Reece Jones

Personal information
- Full name: Reece Nicholas Jones
- Date of birth: 22 July 1992 (age 33)
- Place of birth: London Borough of Kingston upon Thames, England
- Height: 1.85 m (6 ft 1 in)
- Position(s): Midfielder

Team information
- Current team: Chessington Galaxy

Youth career
- 2001–2003: Wimbledon
- 2003–2010: Fulham

Senior career*
- Years: Team / Apps / (Gls)
- 2010–2012: AFC Wimbledon / 4 / (0)
- 2010: → Lewes (loan) / 3 / (0)
- 2011: → Kingstonian (loan) / 2 / (0)
- 2012: → Carshalton Athletic (loan) / 5 / (0)
- 2012: → Hampton & Richmond Borough (loan) / 13 / (3)
- 2012: Sutton United / 4 / (0)
- 2012–2014: Farnborough / 35 / (0)
- 2015–: Chessington Galaxy / 1 / (1)

International career^{‡}
- 2008–2010: Wales U17
- 2010–2011: Wales U19 / 14 / (1)
- 2011: Wales U21 / 1 / (0)

= Reece Jones (footballer) =

English footballer

Reece Jones (born 22 July 1992) is a former Wales under-21 international footballer who plays as a midfielder.

== Career ==
Born in London Borough of Kingston upon Thames, Jones began his career at the Wimbledon youth academy in 2003 before the club's relocation.

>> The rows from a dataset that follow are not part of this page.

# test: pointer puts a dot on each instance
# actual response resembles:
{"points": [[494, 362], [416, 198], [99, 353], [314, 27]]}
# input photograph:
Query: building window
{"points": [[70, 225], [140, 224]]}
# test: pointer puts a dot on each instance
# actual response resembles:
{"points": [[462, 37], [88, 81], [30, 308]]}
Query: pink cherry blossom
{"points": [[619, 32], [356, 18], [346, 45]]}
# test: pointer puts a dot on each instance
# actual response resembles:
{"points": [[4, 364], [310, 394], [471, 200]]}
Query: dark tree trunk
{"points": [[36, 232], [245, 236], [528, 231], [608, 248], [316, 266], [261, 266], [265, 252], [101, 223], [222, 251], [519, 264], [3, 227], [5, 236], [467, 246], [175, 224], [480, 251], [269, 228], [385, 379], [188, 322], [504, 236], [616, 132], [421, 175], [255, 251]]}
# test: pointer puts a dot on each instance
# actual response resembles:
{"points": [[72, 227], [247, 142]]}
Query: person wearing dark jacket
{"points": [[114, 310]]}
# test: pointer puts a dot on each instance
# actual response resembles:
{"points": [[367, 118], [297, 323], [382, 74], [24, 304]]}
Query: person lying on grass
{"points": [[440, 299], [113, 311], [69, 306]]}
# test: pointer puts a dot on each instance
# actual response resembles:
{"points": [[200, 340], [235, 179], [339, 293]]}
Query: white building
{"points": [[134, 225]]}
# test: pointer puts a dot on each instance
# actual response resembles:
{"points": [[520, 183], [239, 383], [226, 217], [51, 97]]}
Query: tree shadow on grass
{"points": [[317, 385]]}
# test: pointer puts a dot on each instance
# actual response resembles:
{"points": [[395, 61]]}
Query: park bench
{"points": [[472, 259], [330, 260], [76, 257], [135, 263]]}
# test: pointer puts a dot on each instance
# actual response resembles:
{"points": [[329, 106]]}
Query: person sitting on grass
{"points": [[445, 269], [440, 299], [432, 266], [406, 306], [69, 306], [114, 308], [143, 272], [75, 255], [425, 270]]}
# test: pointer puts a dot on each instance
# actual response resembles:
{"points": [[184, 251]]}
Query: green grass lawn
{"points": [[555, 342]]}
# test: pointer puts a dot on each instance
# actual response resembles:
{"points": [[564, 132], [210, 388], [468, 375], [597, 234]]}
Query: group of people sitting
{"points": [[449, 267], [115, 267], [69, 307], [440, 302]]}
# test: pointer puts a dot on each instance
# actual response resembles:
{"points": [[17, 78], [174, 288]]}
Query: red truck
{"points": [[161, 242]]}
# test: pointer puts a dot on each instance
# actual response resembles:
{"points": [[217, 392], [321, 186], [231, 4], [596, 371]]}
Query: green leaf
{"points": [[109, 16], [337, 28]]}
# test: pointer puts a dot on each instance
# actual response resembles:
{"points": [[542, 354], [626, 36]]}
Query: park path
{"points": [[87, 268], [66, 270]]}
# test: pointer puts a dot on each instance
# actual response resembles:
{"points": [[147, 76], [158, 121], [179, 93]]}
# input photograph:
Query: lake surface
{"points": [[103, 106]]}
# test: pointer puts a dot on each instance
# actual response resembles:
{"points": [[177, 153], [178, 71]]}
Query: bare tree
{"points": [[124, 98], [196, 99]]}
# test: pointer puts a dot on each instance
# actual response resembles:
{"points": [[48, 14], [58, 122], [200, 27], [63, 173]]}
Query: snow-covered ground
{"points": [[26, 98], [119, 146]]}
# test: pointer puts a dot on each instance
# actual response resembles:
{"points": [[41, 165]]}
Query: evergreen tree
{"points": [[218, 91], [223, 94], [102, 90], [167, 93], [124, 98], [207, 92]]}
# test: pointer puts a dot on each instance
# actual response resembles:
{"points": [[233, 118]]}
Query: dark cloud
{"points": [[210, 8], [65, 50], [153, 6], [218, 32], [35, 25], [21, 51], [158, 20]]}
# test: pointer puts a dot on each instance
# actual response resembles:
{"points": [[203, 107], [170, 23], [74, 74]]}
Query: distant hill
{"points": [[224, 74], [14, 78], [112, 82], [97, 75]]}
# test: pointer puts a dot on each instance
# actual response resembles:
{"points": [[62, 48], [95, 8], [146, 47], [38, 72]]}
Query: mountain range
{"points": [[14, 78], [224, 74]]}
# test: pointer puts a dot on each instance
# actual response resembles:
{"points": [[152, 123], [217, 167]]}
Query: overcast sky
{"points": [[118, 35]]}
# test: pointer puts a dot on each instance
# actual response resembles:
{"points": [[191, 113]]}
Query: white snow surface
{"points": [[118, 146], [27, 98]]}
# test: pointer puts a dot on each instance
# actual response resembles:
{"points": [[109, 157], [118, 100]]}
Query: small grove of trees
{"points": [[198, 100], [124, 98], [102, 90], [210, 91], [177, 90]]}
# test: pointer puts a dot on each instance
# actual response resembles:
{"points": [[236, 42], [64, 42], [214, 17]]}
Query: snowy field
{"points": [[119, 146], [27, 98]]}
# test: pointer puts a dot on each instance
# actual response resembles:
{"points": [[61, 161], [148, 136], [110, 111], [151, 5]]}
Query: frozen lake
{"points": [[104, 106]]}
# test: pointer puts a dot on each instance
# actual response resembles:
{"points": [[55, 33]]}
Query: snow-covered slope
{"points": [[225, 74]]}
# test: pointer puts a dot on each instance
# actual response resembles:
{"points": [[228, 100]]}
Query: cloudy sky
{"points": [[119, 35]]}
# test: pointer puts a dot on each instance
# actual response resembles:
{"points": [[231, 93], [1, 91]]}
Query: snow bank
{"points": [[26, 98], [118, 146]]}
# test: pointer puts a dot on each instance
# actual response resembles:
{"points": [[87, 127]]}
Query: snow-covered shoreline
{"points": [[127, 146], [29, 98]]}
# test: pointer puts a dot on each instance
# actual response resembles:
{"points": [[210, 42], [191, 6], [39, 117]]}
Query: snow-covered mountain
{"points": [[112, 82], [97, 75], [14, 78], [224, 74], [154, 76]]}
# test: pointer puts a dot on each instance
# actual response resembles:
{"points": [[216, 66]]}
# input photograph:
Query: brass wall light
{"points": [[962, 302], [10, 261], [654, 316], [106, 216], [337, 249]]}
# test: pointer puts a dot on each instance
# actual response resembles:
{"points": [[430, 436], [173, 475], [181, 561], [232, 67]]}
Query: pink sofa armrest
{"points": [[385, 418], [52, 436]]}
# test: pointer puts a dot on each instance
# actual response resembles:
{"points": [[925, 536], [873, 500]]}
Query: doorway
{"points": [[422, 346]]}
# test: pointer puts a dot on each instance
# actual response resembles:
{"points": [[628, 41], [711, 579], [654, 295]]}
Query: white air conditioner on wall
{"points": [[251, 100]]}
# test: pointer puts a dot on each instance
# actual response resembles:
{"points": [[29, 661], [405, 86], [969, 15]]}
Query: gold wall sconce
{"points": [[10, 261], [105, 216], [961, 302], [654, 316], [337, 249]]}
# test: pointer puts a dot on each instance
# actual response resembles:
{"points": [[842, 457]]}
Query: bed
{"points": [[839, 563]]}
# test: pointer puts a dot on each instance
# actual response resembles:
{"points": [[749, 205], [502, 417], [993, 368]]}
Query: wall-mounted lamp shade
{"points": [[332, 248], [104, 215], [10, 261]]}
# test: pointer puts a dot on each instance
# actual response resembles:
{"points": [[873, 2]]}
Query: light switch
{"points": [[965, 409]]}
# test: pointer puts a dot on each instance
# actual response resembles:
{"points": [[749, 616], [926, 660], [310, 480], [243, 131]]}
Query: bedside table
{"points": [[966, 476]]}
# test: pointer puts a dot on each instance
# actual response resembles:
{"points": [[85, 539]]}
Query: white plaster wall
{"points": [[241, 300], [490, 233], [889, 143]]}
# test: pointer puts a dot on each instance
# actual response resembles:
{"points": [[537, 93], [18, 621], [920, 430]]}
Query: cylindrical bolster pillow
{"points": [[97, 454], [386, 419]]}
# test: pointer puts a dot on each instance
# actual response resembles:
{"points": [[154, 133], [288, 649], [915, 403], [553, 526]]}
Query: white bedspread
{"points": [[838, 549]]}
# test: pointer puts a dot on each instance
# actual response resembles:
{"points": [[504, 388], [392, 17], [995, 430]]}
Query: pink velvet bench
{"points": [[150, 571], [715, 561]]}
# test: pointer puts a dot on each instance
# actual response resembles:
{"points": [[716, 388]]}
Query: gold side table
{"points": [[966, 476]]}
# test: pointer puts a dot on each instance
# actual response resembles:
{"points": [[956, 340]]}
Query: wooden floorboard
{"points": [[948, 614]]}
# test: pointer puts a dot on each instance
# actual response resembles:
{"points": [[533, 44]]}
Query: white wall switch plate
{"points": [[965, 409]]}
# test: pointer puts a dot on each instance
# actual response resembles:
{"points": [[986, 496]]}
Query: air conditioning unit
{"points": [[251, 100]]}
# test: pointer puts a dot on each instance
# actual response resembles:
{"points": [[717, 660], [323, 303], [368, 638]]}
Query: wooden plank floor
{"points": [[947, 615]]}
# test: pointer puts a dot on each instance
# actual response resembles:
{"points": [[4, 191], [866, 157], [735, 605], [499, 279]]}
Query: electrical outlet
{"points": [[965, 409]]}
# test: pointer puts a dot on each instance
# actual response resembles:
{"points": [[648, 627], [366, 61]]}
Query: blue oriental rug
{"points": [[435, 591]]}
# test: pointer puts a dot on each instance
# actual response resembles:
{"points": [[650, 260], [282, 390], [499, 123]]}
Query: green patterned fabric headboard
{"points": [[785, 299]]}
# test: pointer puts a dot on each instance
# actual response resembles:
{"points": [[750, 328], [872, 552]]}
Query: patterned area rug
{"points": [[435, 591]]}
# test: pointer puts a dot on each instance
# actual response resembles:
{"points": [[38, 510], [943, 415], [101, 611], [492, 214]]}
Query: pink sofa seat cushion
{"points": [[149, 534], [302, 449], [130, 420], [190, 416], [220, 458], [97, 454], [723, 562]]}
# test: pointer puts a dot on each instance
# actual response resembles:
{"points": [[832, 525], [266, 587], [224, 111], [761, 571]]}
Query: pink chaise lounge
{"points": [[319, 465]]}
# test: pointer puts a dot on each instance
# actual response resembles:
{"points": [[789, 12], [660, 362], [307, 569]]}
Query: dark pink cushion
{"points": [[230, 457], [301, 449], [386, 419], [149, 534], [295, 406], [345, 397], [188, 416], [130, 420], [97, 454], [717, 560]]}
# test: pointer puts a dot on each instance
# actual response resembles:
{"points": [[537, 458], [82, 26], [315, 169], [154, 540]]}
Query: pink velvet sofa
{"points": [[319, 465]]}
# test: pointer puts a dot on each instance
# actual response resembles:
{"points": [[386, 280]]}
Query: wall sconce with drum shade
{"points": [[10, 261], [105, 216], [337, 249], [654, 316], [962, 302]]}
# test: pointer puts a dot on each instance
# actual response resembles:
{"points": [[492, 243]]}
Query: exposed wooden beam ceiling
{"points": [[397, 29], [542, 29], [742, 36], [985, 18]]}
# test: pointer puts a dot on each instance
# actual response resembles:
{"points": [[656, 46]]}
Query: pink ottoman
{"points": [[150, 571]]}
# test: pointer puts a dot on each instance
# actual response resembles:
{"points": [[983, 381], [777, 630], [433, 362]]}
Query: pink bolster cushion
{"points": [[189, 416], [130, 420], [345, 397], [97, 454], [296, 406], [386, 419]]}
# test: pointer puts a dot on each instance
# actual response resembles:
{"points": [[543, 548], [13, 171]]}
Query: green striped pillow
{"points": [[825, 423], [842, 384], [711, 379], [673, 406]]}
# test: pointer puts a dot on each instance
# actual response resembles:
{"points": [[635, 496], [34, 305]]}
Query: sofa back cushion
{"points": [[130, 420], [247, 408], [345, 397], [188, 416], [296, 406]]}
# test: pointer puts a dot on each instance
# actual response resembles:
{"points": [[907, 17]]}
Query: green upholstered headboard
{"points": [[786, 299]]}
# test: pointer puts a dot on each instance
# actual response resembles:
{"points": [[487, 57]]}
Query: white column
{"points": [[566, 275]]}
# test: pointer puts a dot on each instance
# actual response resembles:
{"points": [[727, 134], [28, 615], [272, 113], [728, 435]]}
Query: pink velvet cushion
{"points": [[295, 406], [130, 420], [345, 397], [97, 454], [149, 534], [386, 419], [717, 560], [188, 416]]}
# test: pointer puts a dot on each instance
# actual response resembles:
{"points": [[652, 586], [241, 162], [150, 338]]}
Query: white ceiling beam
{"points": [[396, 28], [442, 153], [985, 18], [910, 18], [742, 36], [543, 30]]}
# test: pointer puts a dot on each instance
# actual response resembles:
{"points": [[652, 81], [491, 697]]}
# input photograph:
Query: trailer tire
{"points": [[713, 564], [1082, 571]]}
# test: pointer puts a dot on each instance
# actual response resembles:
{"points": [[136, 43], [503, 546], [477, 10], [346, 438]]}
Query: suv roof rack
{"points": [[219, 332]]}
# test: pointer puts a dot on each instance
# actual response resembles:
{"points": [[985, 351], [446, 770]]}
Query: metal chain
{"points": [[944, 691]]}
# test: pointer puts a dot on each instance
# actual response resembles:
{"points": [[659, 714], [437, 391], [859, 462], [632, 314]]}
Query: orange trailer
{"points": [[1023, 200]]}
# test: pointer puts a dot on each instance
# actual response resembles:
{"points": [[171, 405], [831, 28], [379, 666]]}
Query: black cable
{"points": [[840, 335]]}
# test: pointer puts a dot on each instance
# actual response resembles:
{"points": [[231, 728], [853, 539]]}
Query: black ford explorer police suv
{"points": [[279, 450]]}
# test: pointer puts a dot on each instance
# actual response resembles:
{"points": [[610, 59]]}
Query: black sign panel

He was then signed by the Fulham youth academy and was captain of the u-16 side, before being released in early 2010.

On 3 August 2010, Jones signed for AFC Wimbledon, the reformation of his former youth club.

On 13 January 2012, reece signed for Isthmian League Premier Division side Carshalton Athletic on an initial one-month loan.

Jones then went out on another loan this time to Conference South side Hampton & Richmond Borough initially for one month from 24 February 2012, however, this was later extended on 22 March until the end of the season.

In May 2012, Jones was released by AFC Wimbledon. After a successful trial at Sutton United in the summer of 2012, Jones signed for the club

In August 2013, it was announced Reece would be one of the Farnborough team changing his name to a famous ex-footballer, in line with a sponsorship agreement with bookmakers Paddy Power. It was announced Reece would be known under his new name, George Best.

In September 2015, Reece made his competitive debut for Chessington Galaxy, getting on the scoresheet in the process.

== International==
Jones last represented Wales at the under-21s level and has also appeared for the under-19s and 17s.